Biology of blood and marrow transplantation : journal of the American Society for Blood and Marrow Transplantation, Volume 17, Issue 3, p.341-50 (2011)

Keywords:

2011, Adolescent, Adult, Antineoplastic Agents, Antineoplastic Agents, Alkylating, Antineoplastic Combined Chemotherapy Protocols, Busulfan, Center-Authored Paper, Child, Child, Preschool, Clinical Research Division, Female, Hematologic Neoplasms, Humans, Leukemia, Myeloid, Acute, Male, Middle Aged, Myelodysplastic Syndromes, Precursor Cell Lymphoblastic Leukemia-Lymphoma, RECURRENCE, Research Trials Office Core Facility - Biostatistics Service, Risk Factors, Shared Resources, Survival Analysis, Transplantation Conditioning, Vidarabine, Young Adult

Abstract:

In this prospective study 60 patients of median age 46 (range: 5-60 years), with acute myelogenous leukemia (AML; n = 44), acute lymphoblastic leukemia (ALL; n = 3), or myelodysplastic syndrome (MDS; n = 13) were conditioned for allogeneic hematopoietic cell transplantation with a treosulfan/fludarabine (Flu) combination. Most patients were considered at high risk for relapse or nonrelapse mortality (NRM).

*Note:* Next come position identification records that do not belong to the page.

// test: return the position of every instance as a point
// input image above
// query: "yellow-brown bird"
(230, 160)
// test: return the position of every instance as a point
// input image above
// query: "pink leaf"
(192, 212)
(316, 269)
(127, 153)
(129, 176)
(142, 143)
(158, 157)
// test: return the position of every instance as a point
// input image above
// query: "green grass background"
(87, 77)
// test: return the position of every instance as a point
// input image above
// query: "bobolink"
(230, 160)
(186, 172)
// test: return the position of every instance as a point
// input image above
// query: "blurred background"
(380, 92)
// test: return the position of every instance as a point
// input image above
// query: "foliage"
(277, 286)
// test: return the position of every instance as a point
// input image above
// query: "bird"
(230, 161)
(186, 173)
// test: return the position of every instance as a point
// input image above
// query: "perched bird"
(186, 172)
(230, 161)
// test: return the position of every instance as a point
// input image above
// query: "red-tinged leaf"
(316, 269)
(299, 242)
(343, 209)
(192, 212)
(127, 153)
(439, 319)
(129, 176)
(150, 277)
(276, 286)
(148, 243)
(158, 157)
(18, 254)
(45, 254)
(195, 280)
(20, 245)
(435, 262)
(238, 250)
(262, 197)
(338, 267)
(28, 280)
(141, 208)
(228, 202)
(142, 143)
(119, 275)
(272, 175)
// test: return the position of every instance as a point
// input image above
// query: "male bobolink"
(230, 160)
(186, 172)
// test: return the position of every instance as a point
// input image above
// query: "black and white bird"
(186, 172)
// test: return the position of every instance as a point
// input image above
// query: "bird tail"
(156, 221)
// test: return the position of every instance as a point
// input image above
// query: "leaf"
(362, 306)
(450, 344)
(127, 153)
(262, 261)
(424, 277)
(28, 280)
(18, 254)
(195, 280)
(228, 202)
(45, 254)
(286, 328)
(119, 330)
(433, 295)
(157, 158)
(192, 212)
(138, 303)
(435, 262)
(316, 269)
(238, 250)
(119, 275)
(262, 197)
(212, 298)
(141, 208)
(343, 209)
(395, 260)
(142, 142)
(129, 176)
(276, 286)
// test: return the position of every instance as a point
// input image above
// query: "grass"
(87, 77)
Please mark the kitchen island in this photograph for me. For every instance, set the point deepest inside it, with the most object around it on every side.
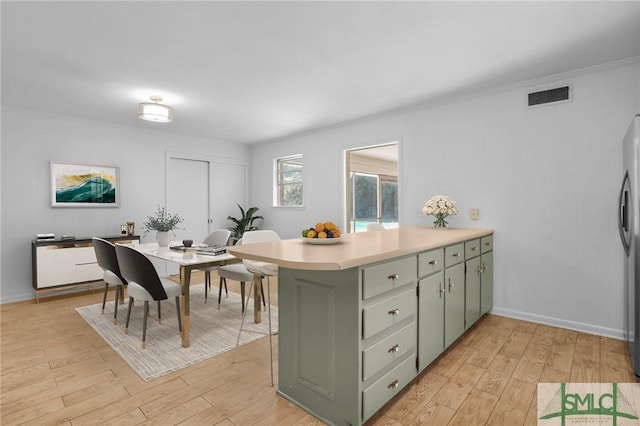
(358, 320)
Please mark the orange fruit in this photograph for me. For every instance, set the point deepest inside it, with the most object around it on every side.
(329, 226)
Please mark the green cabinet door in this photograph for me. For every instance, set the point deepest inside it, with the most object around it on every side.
(486, 282)
(430, 319)
(454, 303)
(472, 292)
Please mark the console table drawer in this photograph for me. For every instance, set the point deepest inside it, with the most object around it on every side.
(381, 278)
(382, 390)
(387, 351)
(430, 262)
(393, 310)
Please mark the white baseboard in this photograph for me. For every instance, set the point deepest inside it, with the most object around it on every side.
(558, 322)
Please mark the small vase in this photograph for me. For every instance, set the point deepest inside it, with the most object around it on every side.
(440, 222)
(162, 237)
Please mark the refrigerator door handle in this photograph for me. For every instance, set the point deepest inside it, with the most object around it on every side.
(623, 213)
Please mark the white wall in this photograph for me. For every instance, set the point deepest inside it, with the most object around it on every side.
(30, 140)
(546, 179)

Patients received intravenous treosulfan, 12 g/m(2)/day (n = 5) or 14 g/m(2)/day (n = 55) on days -6 to -4, and Flu (30 mg/m(2)/day) on days -6 to -2, followed by infusion of marrow (n = 7) or peripheral blood stem cells (n = 53) from HLA-identical siblings (n = 30) or unrelated donors (n = 30). All patients engrafted. NRM was 5% at day 100, and 8% at 2 years. With a median follow-up of 22 months, the 2-year relapse-free survival (RFS) for all patients was 58% and 88% for patients without high-risk cytogenetics. The 2-year cumulative incidence of relapse was 33% (15% for patients with MDS, 34% for AML in first remission, 50% for AML or ALL beyond first remission and 63% for AML in refractory relapse). Thus, a treosulfan/Flu regimen was well tolerated and yielded encouraging survival and disease control with minimal NRM. Further trials are warranted to compare treosulfan/Flu to other widely used regimens, and to study the impact of using this regimen in more narrowly defined groups of patients.